In his Nobel address he declared:

I believe that unarmed truth and unconditional love will have the final word in reality. This is why right temporarily defeated is stronger than evil triumphant….. I believe that what self-centered men have torn down, men other-centered can build up. I still believe that one day mankind will bow before the altars of God and be crowned triumphant over war and bloodshed, and nonviolent redemptive goodwill will proclaim the rule of the land. ‘And the lion and the lamb shall lie down together and every man shall sit under his own vine and fig tree and none shall be afraid.’

King learned this faith from the prophets of the Hebrew Bible, from our ancestors. But sadly, you’d be hard pressed to find such a faith articulated in synagogues this yom tov. (Not the faith in a supernatural Mashiah who will descend from heaven and magically solve all our problems. But the prophetic faith in the ultimate destiny of human beings to remake their world in God’s image.) King learned this from us. But ironically, Jews don’t talk like this.

Why not? Is it that we are still so scarred from the horror and trauma of the Holocaust; so depressed by the endless pain and struggle of our brothers and sisters in the State of Israel; so defeated by the unsolvable social dilemmas of America, that we have put aside this prophetic heritage of hope and vision out of frustration? Or is it that we have grown so comfortable, so secure, so affluent, so attached to our possessions and our privileges, that we no long feel called by the prophet’s plea to heal the world in God’s image?

How did these idols of cynicism and privatism find their way into our homes and our hearts? Listening to Dr King’s speech is a painful reminder of a precious heritage misplaced, a sacred legacy forgotten. But without this faith, what are we? Without the heroic journey, what chance have we to reclaim the hearts of our children? Without this hope, why bother? And if not now, when?

We share these stirring words this holiday. In 1963, they were offered by a prophet as a declaration of true faith. Tonight, we share them as our prayer:

I have a dream that one day this nation will rise up and live out the true meaning of its creed: We hold these truths to be self-evident that all men are created equal.

I have a dream that one day on the red hills of Georgia the sons of former slaves and the sons of former slave owners will be able to sit down together at the table of brotherhood.

I have a dream that one day even the state of Mississippi, a state sweltering with the heat of injustice, sweltering with the heat of oppression, will be transformed into an oasis of freedom and justice.

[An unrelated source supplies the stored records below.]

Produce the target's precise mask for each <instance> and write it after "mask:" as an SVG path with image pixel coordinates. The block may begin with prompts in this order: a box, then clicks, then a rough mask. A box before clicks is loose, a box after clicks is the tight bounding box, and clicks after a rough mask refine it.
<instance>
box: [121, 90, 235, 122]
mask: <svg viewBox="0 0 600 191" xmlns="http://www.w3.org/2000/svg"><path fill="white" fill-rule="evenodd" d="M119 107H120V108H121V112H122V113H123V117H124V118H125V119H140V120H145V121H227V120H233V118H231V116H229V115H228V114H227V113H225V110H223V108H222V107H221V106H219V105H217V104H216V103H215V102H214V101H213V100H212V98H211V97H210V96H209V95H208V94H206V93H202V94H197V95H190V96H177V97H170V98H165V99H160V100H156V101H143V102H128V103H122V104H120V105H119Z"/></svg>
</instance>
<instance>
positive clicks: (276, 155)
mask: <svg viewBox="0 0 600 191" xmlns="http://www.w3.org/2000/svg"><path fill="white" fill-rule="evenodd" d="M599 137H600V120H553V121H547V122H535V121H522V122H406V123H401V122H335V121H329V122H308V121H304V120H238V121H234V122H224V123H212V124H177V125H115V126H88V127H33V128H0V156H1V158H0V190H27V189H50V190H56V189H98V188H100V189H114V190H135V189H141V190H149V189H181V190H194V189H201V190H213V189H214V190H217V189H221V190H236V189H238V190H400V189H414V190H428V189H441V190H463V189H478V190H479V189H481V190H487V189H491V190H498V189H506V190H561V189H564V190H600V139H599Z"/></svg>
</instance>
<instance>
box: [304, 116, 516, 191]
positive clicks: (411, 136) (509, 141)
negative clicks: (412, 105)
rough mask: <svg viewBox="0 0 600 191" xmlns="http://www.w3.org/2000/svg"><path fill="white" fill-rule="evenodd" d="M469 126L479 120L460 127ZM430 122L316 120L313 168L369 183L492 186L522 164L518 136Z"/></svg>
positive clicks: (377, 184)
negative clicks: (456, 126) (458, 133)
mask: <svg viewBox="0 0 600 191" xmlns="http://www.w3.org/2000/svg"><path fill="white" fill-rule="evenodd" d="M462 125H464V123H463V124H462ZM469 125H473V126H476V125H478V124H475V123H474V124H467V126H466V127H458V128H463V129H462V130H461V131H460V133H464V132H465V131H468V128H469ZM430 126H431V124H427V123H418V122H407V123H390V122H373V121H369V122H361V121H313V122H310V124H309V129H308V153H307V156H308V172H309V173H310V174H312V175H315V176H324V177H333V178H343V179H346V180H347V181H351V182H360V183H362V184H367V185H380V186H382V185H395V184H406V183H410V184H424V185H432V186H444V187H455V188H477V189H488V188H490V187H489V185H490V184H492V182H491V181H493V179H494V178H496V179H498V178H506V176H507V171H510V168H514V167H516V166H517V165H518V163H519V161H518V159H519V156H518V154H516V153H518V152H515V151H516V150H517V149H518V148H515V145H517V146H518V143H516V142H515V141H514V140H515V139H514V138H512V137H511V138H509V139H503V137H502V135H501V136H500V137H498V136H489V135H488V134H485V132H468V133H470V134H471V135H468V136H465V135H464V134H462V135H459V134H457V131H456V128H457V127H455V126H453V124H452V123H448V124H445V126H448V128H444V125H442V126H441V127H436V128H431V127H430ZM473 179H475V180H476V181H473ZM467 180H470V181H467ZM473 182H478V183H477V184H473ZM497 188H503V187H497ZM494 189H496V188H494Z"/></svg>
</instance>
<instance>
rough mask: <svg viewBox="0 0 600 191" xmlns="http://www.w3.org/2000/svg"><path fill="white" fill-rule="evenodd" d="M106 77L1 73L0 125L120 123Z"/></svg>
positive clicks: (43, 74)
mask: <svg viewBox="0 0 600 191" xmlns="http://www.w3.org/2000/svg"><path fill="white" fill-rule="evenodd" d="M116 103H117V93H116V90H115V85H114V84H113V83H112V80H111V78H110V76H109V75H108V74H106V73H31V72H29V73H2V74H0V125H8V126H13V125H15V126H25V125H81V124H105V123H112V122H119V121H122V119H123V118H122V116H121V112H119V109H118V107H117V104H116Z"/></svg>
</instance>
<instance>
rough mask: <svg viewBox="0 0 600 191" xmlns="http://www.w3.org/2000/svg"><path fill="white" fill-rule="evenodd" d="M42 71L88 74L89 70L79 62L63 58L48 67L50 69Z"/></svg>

I have a dream that my four little children will one day live in a nation where they will not be judged by the color of their skin but by the content of their character. I have a dream today!

I have a dream that one day, down in Alabama, with its vicious racists, one day right down in Alabama little black boys and black girls will be able to join hands with little white boys and white girls as sisters and brothers. I have a dream today!

I have a dream that one day every valley shall be exalted, and every hill and mountain shall be made low, the rough places will be made plain, and the crooked places will be made straight, and the glory of the Lord shall be revealed and all flesh shall see it together.

We dream that one day our children will again find the faith of the prophets to liberate themselves from the cynicism that enslaves their moral imagination, from the idolatry of privatism and self-absorption that shackles their compassion, from all that binds and limits their moral courage, and bond them together in a holy community so that they may…  sing in the words of the old Negro spiritual: "Free at last, free at last. Thank God Almighty, we are free at last."